Nitric oxide (NO) has been known to preserve the level of chlorophyll (Chl) during leaf senescence. However, the mechanism by which NO regulates Chl breakdown remains unknown. Here we report that NO negatively regulates the activities of Chl catabolic enzymes during dark-induced leaf senescence. The transcriptional levels of the major enzyme genes involving Chl breakdown pathway except for RED CHL CATABOLITE REDUCTASE (RCCR) were dramatically up-regulated during dark-induced Chl degradation in the leaves of Arabidopsis NO-deficient mutant nos1/noa1 that exhibited an early-senescence phenotype. The activity of pheide a oxygenase (PAO) was higher in the dark-induced senescent leaves of nos1/noa1 compared with wild type. Furthermore, the knockout of PAO in nos1/noa1 background led to pheide a accumulation in the double mutant pao1 nos1/noa1, which retained the level of Chl during dark-induced leaf senescence. The accumulated pheide a in darkened leaves of pao1 nos1/noa1 was likely to inhibit the senescence-activated transcriptional levels of Chl catabolic genes as a feed-back inhibitory effect. We also found that NO deficiency led to decrease in the stability of photosynthetic complexes in thylakoid membranes. Importantly, the accumulation of pheide a caused by PAO mutations in combination with NO deficiency had a synergistic effect on the stability loss of thylakoid membrane complexes in the double mutant pao1 nos1/noa1 during dark-induced leaf senescence. Taken together, our findings have demonstrated that NO is a novel negative regulator of Chl catabolic pathway and positively functions in maintaining the stability of thylakoid membranes during leaf senescence.
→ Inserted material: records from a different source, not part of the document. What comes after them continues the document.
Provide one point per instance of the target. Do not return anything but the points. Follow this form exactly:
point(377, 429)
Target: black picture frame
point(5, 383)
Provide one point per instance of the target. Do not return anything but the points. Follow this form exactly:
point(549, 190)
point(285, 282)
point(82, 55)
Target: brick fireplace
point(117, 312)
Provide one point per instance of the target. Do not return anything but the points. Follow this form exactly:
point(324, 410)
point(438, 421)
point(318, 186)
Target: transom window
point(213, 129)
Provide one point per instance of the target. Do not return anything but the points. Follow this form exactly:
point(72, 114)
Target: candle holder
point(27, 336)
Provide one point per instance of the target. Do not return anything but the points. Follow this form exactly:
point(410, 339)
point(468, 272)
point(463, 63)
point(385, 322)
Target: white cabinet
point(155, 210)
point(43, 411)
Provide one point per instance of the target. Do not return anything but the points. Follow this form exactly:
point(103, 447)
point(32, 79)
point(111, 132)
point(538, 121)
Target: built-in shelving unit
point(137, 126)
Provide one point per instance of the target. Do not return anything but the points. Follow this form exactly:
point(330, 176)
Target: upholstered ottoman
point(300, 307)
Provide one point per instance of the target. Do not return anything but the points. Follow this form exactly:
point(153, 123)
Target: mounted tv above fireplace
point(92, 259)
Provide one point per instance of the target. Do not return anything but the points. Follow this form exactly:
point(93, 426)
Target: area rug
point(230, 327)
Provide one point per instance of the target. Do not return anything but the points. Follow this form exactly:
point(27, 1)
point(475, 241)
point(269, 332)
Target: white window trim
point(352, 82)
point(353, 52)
已知一氧化氮（NO）可在叶片衰老过程中维持叶绿素（Chl）水平，但其调控叶绿素分解的分子机制尚未阐明。本研究发现，在黑暗诱导的叶片衰老进程中，NO负向调控叶绿素分解代谢酶的活性。呈现早衰表型的拟南芥NO缺陷型突变体nos1/noa1，其叶片在黑暗诱导的叶绿素降解过程中，除红色叶绿素分解代谢物还原酶（RED CHL CATABOLITE REDUCTASE，RCCR）外，参与叶绿素分解通路的主要酶编码基因的转录水平均显著上调。与野生型相比，nos1/noa1黑暗诱导衰老叶片中的脱镁叶绿酸a加氧酶（pheide a oxygenase，PAO）活性更高。进一步研究显示，在nos1/noa1遗传背景中敲除PAO后，双突变体pao1 nos1/noa1体内出现脱镁叶绿酸积累，该积累可在黑暗诱导的叶片衰老过程中维持叶绿素水平。pao1 nos1/noa1黑暗处理叶片中积累的脱镁叶绿酸，可能通过反馈抑制效应，抑制叶绿素分解代谢基因的衰老激活型转录水平。本研究同时发现，NO缺陷会导致类囊体膜上光合复合物的稳定性降低。尤为关键的是，在黑暗诱导的叶片衰老过程中，PAO突变结合NO缺陷所引发的脱镁叶绿酸积累，对双突变体pao1 nos1/noa1的类囊体膜复合物稳定性丧失具有协同增强效应。综上，本研究证实NO是叶绿素分解代谢通路的新型负调控因子，并在叶片衰老过程中正向维持类囊体膜的稳定性。